I think it's fairly obvious that @Lukasa and I disagree with this sentiment. I'm not sure we can say it enough times but requests is an HTTP library. While docker-py is using it to perform HTTP over a unix socket, not every client using it on a Unix socket will be doing HTTP necessarily. There is no reasoning beyond some extraordinary uses for us to enable a hook or any other simpler means when there are already documented ways around this.

Frankly, it is far from impossible to accomplish but just because we make it possible does not mean we should encourage it by making it simple.

I'm glad you've found one way around it and are working on a pull request to docker-py.

Cheers!

ibuildthecloud commented 10 years ago

Thanks for your help and quick replies. I should have clarified from the beginning that I was talking about HTTP over a custom transport. It never even occurred to me that requests could be used for non-HTTP.

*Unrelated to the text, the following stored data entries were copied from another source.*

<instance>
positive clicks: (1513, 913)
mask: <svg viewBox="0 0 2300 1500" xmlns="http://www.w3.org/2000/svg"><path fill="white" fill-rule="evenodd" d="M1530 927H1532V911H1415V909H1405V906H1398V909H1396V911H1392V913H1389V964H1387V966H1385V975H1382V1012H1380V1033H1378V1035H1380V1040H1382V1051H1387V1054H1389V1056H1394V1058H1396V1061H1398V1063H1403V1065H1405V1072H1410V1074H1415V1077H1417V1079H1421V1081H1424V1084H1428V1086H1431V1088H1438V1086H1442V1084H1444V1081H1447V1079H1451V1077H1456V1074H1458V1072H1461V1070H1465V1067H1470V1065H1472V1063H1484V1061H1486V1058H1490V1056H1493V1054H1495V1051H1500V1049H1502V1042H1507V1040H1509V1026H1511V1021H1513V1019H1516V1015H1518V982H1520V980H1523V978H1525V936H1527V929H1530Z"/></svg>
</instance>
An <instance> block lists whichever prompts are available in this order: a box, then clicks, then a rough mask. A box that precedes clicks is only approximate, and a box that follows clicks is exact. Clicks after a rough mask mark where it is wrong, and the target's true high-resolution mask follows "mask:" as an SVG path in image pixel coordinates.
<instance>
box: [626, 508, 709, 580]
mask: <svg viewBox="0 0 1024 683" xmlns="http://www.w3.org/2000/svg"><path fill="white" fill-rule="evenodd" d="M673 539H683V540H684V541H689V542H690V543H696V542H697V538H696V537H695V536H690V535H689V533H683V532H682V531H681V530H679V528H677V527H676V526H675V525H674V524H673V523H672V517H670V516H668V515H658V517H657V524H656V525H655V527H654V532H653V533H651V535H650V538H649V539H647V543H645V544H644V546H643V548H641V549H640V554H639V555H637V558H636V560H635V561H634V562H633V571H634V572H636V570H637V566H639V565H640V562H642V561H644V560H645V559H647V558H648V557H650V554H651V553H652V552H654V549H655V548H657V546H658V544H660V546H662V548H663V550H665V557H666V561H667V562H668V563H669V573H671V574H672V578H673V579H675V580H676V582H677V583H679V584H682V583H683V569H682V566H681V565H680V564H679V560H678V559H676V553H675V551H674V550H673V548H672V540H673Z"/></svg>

On Sun, Jan 26, 2014 at 5:05 PM, Ian Cordasco notifications@github.comwrote:

There should be a nice hook to provide custom logic to deal with params.

I think it's fairly obvious that @Lukasa https://github.com/Lukasa and I disagree with this sentiment. I'm not sure we can say it enough times but requests is an HTTP library. While docker-py is using it to perform HTTP over a unix socket, not every client using it on a Unix socket will be doing HTTP necessarily. There is no reasoning beyond some extraordinary uses for us to enable a hook or any other simpler means when there are already documented ways around this.

Frankly, it is far from impossible to accomplish but just because we make it possible does not mean we should encourage it by making it simple.

I'm glad you've found one way around it and are working on a pull request to docker-py.

Cheers!

— Reply to this email directly or view it on GitHubhttps://github.com/kennethreitz/requests/issues/1879#issuecomment-33335146 .

sigmavirus24 commented 10 years ago

@ibuildthecloud we love to help when possible.

It never even occurred to me that requests could be used for non-HTTP.

As @Lukasa mentioned, he wrote an FTP adapter. User's can implement whatever backend they want with Transport Adapters. They do not have to use urllib3. They can also process a Prepared Request however they like. We cannot facilitate all of their needs even when they're performing HTTP over a different transport.